In my view, in Mahima's case, her dependence on her husband wasn't healthy because it stems from a lack of self-belief and autonomy. For a relationship to be truly balanced, both partners need to feel confident and capable on their own, however, Mahima struggled to believe in herself and always looked to her husband for confidence and direction.

5. Depends on Her Husband's Encouragement

What if Mahendra never had that conversation with his mother and never came back to Mahima? Would Mahima be able to sustain that match? Could she play for India? Or, even worse, could she continue living in a relationship with Mahendra after he broke her trust? She would likely need someone's support to manage all of this, right?

Social norms often pressure women to conform and rely on their husbands. For example, in one scene, Mahima’s father-in-law questions her choices, saying, "She was a good doctor, smart, and now look what she's doing." Her mother-in-law responds, "Whatever she does, whether she jumps into a well or anything else, she's doing it with her husband."

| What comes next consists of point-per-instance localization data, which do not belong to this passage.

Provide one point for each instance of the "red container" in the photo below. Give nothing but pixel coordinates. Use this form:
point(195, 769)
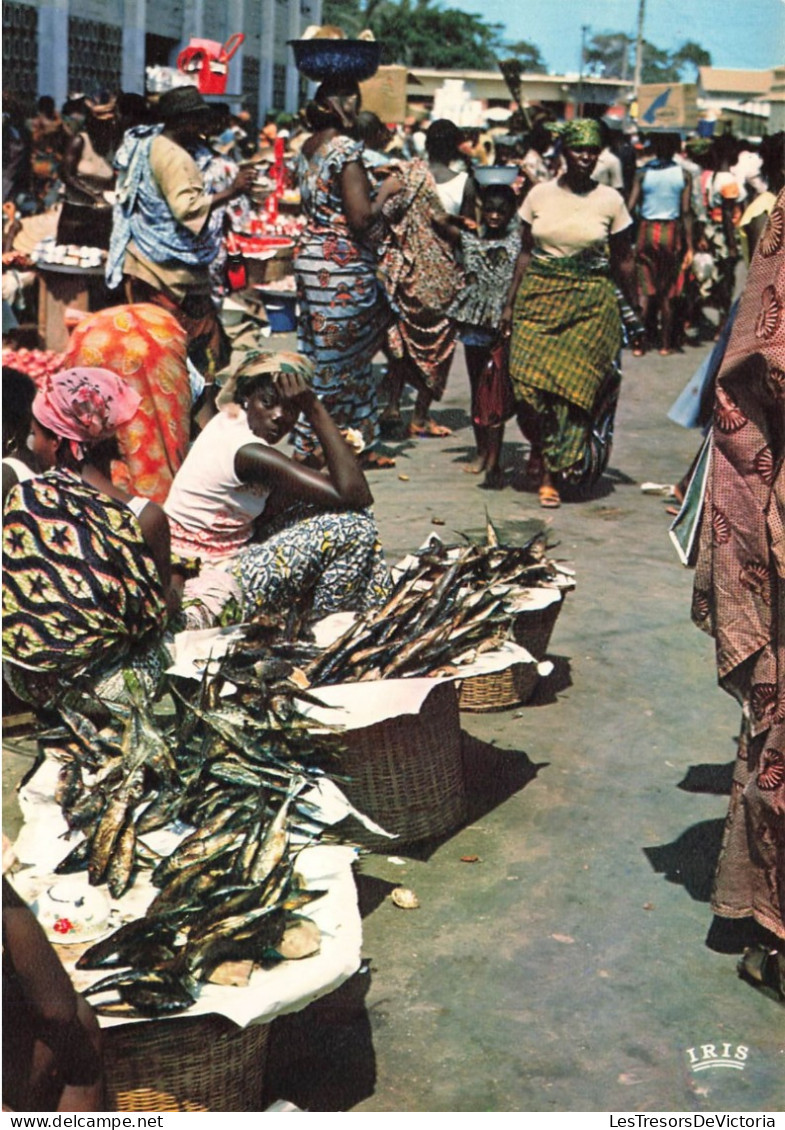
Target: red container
point(209, 61)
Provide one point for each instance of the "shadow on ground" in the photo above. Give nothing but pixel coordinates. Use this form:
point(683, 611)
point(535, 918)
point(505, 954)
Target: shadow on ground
point(322, 1058)
point(690, 860)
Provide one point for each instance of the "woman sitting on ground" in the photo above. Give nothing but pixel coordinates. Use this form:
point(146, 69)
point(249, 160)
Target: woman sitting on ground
point(273, 535)
point(86, 568)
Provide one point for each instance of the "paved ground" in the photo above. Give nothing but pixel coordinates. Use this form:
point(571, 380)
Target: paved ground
point(572, 967)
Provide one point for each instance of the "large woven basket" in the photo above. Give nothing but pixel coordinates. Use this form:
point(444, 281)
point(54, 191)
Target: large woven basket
point(197, 1063)
point(512, 686)
point(406, 773)
point(532, 628)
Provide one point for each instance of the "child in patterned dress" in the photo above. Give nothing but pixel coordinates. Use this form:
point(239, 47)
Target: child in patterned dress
point(489, 254)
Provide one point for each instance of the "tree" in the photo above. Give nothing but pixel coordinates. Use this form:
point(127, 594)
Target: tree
point(612, 55)
point(690, 54)
point(419, 33)
point(609, 55)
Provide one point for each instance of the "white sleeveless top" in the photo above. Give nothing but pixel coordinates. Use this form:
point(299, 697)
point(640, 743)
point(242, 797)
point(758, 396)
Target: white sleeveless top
point(22, 470)
point(210, 510)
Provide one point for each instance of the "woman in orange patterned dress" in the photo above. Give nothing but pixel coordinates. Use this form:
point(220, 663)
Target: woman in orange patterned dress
point(147, 347)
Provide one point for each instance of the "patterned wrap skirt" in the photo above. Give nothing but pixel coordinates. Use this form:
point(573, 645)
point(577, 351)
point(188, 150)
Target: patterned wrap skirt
point(311, 562)
point(342, 319)
point(80, 594)
point(563, 364)
point(659, 252)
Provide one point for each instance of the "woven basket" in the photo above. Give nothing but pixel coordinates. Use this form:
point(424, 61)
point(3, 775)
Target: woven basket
point(407, 773)
point(532, 628)
point(198, 1063)
point(512, 686)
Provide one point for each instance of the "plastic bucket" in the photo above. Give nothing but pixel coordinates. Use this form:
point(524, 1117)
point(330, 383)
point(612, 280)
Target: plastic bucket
point(281, 313)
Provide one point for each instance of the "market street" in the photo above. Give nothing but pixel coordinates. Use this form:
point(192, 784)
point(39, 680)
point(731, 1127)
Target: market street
point(566, 968)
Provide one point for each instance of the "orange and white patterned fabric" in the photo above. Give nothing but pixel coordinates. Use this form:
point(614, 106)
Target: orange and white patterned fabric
point(147, 347)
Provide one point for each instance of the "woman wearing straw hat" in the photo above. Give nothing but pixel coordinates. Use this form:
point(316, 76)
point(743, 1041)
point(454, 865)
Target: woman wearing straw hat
point(162, 241)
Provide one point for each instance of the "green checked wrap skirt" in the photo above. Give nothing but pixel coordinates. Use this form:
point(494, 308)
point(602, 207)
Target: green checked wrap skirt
point(563, 363)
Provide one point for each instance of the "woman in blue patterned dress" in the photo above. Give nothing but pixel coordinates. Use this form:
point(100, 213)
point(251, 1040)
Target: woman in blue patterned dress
point(343, 311)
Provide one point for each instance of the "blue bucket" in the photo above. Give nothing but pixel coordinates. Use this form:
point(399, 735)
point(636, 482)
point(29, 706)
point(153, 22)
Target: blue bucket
point(281, 313)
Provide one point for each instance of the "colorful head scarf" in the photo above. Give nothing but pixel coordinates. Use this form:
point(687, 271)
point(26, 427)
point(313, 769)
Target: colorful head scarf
point(582, 131)
point(85, 406)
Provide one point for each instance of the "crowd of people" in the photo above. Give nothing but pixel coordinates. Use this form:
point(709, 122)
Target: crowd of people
point(153, 452)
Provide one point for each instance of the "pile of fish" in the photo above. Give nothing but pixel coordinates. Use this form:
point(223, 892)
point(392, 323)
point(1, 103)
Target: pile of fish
point(448, 605)
point(235, 771)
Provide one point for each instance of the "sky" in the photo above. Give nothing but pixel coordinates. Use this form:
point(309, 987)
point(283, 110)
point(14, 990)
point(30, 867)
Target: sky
point(736, 33)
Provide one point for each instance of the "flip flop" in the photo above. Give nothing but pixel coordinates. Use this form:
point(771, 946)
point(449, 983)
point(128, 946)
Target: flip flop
point(430, 428)
point(549, 497)
point(374, 461)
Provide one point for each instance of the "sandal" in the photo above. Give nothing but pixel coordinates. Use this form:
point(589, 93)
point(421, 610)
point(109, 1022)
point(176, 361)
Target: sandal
point(764, 967)
point(429, 428)
point(549, 497)
point(374, 461)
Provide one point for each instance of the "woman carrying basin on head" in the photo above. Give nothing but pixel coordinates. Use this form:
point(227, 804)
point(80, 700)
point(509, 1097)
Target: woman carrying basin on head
point(563, 313)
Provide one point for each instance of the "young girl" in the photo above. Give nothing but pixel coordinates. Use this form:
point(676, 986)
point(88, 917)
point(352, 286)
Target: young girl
point(489, 257)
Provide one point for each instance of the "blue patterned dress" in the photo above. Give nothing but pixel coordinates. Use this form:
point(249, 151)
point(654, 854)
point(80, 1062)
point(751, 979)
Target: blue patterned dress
point(342, 309)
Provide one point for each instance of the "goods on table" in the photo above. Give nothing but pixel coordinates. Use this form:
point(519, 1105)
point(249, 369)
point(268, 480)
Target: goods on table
point(51, 253)
point(35, 363)
point(237, 773)
point(448, 605)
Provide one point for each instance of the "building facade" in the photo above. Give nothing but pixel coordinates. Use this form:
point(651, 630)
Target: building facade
point(61, 46)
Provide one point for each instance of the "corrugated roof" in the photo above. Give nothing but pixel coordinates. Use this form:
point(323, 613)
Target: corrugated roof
point(726, 80)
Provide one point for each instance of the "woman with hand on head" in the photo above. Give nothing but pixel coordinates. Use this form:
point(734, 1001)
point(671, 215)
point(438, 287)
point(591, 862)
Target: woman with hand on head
point(563, 313)
point(273, 536)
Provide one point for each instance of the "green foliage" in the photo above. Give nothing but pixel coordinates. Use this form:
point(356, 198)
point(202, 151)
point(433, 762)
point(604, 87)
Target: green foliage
point(612, 55)
point(420, 33)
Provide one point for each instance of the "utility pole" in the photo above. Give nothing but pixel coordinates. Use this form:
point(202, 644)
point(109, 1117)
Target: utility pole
point(639, 48)
point(584, 28)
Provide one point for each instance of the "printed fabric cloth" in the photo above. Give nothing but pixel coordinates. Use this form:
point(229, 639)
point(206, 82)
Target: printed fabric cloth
point(739, 590)
point(421, 277)
point(342, 310)
point(147, 347)
point(80, 590)
point(488, 264)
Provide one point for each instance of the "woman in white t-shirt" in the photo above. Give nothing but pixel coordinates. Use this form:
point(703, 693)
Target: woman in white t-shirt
point(564, 316)
point(273, 536)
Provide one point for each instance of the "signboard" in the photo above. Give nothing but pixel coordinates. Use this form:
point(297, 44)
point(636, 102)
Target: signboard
point(385, 94)
point(668, 106)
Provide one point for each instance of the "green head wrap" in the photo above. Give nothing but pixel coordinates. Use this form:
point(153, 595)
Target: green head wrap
point(582, 131)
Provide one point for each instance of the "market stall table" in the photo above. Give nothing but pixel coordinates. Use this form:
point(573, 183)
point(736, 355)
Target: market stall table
point(212, 1055)
point(60, 288)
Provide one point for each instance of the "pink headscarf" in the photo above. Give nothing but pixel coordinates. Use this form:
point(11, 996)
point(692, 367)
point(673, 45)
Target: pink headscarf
point(85, 406)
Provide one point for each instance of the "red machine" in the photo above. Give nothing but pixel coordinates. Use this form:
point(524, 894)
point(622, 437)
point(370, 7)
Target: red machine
point(209, 61)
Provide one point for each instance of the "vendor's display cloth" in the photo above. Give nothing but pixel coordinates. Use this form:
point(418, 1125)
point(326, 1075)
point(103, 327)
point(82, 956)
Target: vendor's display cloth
point(80, 590)
point(739, 594)
point(146, 346)
point(420, 275)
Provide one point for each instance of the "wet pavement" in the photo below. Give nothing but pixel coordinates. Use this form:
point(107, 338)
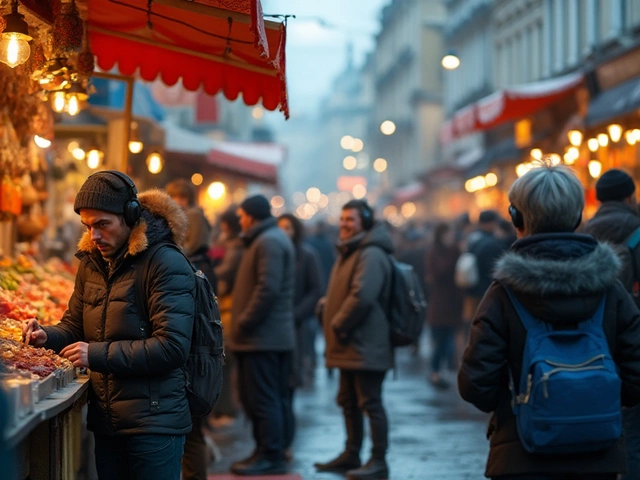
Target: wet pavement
point(433, 433)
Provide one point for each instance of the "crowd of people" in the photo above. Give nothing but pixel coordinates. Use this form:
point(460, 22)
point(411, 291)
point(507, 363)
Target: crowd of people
point(488, 284)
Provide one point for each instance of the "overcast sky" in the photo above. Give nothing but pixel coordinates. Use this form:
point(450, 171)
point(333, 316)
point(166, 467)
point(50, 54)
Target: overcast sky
point(317, 53)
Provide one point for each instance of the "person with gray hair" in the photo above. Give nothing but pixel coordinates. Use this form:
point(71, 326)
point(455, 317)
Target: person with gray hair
point(560, 278)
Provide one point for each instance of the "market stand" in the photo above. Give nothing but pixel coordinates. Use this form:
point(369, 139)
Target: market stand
point(207, 44)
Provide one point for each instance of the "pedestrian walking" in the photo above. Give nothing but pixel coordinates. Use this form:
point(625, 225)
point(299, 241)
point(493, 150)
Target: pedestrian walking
point(138, 408)
point(195, 246)
point(198, 239)
point(307, 291)
point(357, 335)
point(225, 411)
point(615, 222)
point(263, 335)
point(444, 311)
point(559, 289)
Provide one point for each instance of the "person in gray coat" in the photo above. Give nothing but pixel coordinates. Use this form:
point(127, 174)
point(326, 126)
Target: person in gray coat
point(263, 335)
point(357, 335)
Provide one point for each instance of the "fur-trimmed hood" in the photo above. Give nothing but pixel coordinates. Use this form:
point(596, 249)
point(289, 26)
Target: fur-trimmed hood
point(558, 264)
point(162, 220)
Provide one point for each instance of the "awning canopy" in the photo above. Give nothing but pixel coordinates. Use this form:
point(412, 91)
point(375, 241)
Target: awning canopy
point(259, 161)
point(620, 100)
point(214, 44)
point(508, 105)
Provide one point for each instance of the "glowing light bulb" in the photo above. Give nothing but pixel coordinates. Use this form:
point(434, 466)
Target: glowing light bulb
point(154, 163)
point(73, 106)
point(135, 146)
point(93, 158)
point(14, 49)
point(59, 101)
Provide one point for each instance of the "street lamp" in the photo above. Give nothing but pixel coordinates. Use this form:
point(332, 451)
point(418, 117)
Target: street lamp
point(451, 61)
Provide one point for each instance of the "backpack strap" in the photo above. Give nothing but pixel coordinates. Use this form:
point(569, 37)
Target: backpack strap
point(530, 322)
point(142, 273)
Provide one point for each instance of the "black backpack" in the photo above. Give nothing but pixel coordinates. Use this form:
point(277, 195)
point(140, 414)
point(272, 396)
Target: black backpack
point(206, 357)
point(407, 304)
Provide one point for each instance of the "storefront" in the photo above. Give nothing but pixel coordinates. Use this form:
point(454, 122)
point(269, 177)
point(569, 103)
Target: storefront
point(45, 84)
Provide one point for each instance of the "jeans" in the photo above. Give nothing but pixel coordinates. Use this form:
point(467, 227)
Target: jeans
point(194, 461)
point(139, 457)
point(631, 428)
point(443, 346)
point(265, 393)
point(361, 392)
point(559, 476)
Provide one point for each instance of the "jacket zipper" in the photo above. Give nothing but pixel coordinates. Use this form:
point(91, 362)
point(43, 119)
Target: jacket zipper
point(106, 378)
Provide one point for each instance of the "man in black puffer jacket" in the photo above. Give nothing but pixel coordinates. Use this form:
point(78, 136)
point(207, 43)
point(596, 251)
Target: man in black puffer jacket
point(616, 220)
point(138, 408)
point(560, 277)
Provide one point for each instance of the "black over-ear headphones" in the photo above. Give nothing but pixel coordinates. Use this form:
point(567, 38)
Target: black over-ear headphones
point(132, 209)
point(518, 220)
point(366, 213)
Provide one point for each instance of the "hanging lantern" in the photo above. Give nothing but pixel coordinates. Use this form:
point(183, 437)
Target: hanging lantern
point(75, 96)
point(14, 46)
point(37, 60)
point(86, 63)
point(68, 31)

Why did it sound like a woman having her own agency is only acceptable when her husband is with her? It highlights how societal expectations can stifle a woman's independence and make her overly reliant on her partner. Sharan Sharma wanted to portray a woman who learns about agency, regains it, and succeeds in life. Mahima succeeded, but did she become confident enough to listen only to herself now? No. Did she regain full agency over her life and will now choose herself every time without feeling guilty? Absolutely not. The actors were exceptional in their roles, which is why the film truly connected and left us with unanswered questions.